Wholesale petrol prices anchor costs at the pump, as they dictate how much companies pay for their supply.
They best indicate cost trajectory, and recent analysis from the RAC shows a gentle decline.
RAC spokesman Simon Williams said wholesale prices dropped by 5p per litre last week.
But it could take some time for this to impact overall pricing, he added, with the UK “still some way from the peak”.
The latest indicators suggest pricing could soon come down, as wholesale costs have reduced slightly since the Platinum Jubilee.
Luke Bosdet, the AA’s fuel price spokesman, said they should be “grinding to a halt” by the end of the week.
Those price savings should “at least temporarily” pass to consumers from forecourts.
Moving on from Russia
Another factor dictating petrol prices is the ongoing Russian invasion of Ukraine.
While fuel costs were already accelerating beforehand, Russia is one of the world’s largest oil exporters, and Europe’s move away from its network has caused prices to rise.
EU nations are in the process of setting up new channels, turning to chief exporter Saudi Arabia for help.

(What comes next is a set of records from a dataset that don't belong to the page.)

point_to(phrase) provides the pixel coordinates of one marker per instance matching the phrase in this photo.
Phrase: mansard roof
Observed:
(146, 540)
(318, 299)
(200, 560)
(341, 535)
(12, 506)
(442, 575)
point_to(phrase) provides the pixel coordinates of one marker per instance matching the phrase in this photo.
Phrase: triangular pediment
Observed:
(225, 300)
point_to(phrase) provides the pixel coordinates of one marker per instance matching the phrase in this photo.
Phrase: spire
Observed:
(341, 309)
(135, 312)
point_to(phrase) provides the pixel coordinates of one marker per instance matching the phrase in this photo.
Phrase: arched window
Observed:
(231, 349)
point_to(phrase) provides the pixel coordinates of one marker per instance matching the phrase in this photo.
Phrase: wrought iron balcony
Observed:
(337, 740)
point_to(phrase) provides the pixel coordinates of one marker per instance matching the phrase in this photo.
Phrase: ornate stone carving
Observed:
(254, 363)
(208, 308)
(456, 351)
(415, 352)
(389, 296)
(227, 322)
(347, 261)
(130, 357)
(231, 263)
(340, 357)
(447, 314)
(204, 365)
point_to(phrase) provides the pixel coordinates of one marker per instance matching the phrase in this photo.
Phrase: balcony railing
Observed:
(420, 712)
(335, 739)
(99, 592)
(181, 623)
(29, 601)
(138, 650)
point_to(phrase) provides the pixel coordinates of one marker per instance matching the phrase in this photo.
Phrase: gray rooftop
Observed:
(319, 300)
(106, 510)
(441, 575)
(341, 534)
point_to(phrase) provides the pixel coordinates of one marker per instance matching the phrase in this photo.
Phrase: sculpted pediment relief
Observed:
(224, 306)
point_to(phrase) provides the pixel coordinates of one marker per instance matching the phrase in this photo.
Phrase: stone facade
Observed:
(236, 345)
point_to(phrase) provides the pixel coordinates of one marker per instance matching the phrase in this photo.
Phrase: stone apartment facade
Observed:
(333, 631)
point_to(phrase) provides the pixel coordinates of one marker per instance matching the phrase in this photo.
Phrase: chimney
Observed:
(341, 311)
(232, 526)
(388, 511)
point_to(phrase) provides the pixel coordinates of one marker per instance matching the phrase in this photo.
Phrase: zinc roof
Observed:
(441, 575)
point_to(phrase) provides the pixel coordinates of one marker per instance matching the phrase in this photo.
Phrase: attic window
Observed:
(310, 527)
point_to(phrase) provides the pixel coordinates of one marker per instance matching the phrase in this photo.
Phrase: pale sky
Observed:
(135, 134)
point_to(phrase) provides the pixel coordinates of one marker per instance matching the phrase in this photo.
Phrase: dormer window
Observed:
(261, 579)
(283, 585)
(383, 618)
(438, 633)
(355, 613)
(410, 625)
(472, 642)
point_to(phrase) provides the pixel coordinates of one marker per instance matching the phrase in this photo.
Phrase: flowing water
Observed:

There is no confirmed replacement yet, meaning the pressure remains on petrol from this angle.
The Government has sought to intervene in the cost of living crisis and provide Britons with some respite, and could extend its aid to fuel.
Rishi Sunak previously helped relieve some pressure by cutting fuel duty by 5p per litre during his March mini-budget.
Fuel duty is another price driver, as it determines what stations pay for their supply, meaning they pass off the cost to consumers.
The Chancellor ultimately controls the level of fuel duty, but he has not announced any incoming changes recently.
Some of those watching fuel prices surge to current levels have laid the blame on retailers.
The Government, namely business minister Kwasi Kwarteng, have suggested they are not passing on the 5p per litre fuel duty cut to customers, meaning fuel costs more.
He wrote to the Competition and Markets Authority yesterday to request a review of petrol station operators.
But Gordon Balmer, the executive director of the Petrol Retailers Association, claimed ministers “do not understand how fuel prices are set”, adding the 5p cut must be passed on “by law” and “it has been”.